3.    fare scelte colturali alternative al mais, coltura che richiede tantissima acqua, ad esempio modificando il sistema di alimentazione del bestiame con l’introduzione di colture prative come prati ed erbai  o di foraggere che richiedono meno acqua in estate, come l’erba medica (soprattutto ove l’acqua irrigua deve essere sollevata o pompata con consumo energetico). Queste scelte aiutano a sostituire parte del mais coltivato per insilati, aumentando inoltre la copertura vegetazionale del suolo tutto l’anno, nonché permettendo di produrre in azienda gran parte della quota proteica per la razione zootecnica, così da ridurre la dipendenza da mangimi e soia (anche loro idrovori).

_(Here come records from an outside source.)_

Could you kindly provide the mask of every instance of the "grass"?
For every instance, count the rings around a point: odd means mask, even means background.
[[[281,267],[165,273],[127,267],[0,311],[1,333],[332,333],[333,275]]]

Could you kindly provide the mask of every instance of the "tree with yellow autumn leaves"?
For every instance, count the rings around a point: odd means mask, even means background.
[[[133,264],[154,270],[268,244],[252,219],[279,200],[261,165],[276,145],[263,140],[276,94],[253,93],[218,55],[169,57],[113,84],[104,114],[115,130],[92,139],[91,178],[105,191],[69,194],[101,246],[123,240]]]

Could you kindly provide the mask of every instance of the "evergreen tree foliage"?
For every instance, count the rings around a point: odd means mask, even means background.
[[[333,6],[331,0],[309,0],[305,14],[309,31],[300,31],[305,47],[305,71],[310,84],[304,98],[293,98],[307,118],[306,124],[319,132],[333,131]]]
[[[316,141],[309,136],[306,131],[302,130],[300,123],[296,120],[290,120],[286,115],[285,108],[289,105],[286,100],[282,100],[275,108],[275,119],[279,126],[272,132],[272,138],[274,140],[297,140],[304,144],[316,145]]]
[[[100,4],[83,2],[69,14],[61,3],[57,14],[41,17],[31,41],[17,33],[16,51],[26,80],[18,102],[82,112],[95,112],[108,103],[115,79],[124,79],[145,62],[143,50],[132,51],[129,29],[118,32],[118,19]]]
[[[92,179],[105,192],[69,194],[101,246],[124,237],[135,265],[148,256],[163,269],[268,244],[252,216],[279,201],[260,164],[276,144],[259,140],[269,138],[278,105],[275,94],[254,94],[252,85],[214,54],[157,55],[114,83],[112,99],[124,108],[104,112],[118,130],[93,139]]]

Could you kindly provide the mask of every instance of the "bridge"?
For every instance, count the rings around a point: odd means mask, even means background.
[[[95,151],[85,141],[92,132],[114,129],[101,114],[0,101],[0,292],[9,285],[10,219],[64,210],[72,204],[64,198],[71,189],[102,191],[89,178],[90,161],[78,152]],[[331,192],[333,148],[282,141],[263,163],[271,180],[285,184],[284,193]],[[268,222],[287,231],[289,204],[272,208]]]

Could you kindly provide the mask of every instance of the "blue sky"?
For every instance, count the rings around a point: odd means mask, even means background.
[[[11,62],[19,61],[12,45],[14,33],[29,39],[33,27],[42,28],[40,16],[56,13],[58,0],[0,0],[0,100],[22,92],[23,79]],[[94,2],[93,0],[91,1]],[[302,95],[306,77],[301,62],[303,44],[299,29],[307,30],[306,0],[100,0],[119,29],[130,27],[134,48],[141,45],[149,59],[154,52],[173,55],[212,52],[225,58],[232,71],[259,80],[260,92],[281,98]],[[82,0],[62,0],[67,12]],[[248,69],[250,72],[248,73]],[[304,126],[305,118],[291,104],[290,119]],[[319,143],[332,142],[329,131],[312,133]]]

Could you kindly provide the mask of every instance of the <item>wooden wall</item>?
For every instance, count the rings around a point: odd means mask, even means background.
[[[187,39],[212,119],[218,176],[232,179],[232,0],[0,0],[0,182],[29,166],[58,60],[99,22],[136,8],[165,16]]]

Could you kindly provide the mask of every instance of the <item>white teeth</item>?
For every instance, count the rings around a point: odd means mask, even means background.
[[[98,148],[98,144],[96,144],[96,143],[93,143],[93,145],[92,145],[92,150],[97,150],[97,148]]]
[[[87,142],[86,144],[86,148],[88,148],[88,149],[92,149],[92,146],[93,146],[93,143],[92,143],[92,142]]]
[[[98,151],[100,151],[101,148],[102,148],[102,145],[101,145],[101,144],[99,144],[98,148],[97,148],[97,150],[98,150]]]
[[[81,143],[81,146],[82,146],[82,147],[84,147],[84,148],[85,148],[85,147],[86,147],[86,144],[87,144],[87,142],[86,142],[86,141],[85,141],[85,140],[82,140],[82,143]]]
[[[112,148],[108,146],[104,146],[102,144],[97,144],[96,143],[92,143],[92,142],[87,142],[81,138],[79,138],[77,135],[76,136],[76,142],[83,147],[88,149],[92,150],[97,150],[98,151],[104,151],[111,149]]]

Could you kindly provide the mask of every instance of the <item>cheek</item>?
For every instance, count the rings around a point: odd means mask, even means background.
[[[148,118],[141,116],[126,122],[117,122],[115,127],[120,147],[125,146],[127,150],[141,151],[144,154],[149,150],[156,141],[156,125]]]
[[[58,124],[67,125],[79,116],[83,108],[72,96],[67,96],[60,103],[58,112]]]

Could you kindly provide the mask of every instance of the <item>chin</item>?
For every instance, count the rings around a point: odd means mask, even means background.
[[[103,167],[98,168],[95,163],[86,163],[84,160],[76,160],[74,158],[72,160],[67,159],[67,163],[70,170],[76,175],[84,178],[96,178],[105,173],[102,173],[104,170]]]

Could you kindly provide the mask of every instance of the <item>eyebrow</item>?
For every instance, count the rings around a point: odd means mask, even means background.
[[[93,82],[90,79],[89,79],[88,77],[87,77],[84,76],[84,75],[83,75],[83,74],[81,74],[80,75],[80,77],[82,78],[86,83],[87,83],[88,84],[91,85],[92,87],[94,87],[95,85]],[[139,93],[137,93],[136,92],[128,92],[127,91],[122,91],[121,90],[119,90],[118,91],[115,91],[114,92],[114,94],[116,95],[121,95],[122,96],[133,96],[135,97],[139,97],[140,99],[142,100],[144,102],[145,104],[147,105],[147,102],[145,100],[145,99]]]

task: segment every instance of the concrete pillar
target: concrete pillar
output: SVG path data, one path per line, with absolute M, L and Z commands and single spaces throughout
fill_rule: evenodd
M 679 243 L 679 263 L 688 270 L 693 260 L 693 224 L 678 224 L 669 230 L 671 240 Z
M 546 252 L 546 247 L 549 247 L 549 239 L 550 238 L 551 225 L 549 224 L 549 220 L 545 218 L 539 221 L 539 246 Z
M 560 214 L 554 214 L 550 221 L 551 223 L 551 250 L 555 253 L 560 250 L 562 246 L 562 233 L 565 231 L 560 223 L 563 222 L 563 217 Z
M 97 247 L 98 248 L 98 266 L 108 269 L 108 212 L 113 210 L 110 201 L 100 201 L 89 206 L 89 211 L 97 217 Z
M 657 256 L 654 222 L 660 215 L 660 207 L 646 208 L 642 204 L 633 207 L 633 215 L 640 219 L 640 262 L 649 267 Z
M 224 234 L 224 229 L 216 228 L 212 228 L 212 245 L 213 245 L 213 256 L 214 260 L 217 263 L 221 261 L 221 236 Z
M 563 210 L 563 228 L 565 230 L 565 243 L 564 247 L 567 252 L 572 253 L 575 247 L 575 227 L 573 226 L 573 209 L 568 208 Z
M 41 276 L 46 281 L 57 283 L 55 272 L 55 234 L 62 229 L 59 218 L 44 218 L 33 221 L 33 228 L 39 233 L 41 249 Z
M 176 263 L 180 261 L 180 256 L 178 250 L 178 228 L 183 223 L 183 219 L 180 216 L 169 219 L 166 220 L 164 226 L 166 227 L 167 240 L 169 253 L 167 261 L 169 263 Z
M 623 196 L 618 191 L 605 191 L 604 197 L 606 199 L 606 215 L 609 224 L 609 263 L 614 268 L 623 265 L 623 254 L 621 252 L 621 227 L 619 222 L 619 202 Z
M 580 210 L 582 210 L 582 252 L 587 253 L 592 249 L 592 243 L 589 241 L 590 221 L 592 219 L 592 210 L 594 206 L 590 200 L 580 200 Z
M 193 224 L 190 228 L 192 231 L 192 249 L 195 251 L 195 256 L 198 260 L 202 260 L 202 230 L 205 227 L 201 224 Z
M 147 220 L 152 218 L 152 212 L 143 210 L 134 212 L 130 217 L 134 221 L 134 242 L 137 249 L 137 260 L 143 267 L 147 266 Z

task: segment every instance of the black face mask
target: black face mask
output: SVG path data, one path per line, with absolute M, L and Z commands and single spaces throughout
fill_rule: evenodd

4.    valorizzare le pratiche per l’incremento della Sostanza Organica nei terreni: Coltivazione con tecniche di bassa lavorazione, concimazioni organiche (con reimpieghi aziendali da stabulazione su lettiera), permanenza delle colture di copertura invernali, reintroduzione delle colture da sovescio … ovvero tecniche innovative di agri-coltura ecologica

5.    aumentare la varietà del paesaggio rurale, attraverso misure di protezione della partitura poderale e del reticolo idrico fine, affiancate da incentivi per gli elementi vegetazionali e la biodiversità: quali siepi e aree umide.

 

Per concludere

-         Ci sono meccanismi per contrastare il cambiamento climatico con un miglior impiego dell’acqua in agricoltura;

-         Bisogna far capire alla UE la peculiarità unica del sistema irriguo padano;

-         E’ una buona direzione in cui di investire soldi pubblici;

-         E’ necessario coinvolgere gli imprenditori agricoli, le loro aggregazioni e i loro fornitori di servizi;

-         Si avvia un’azione corale.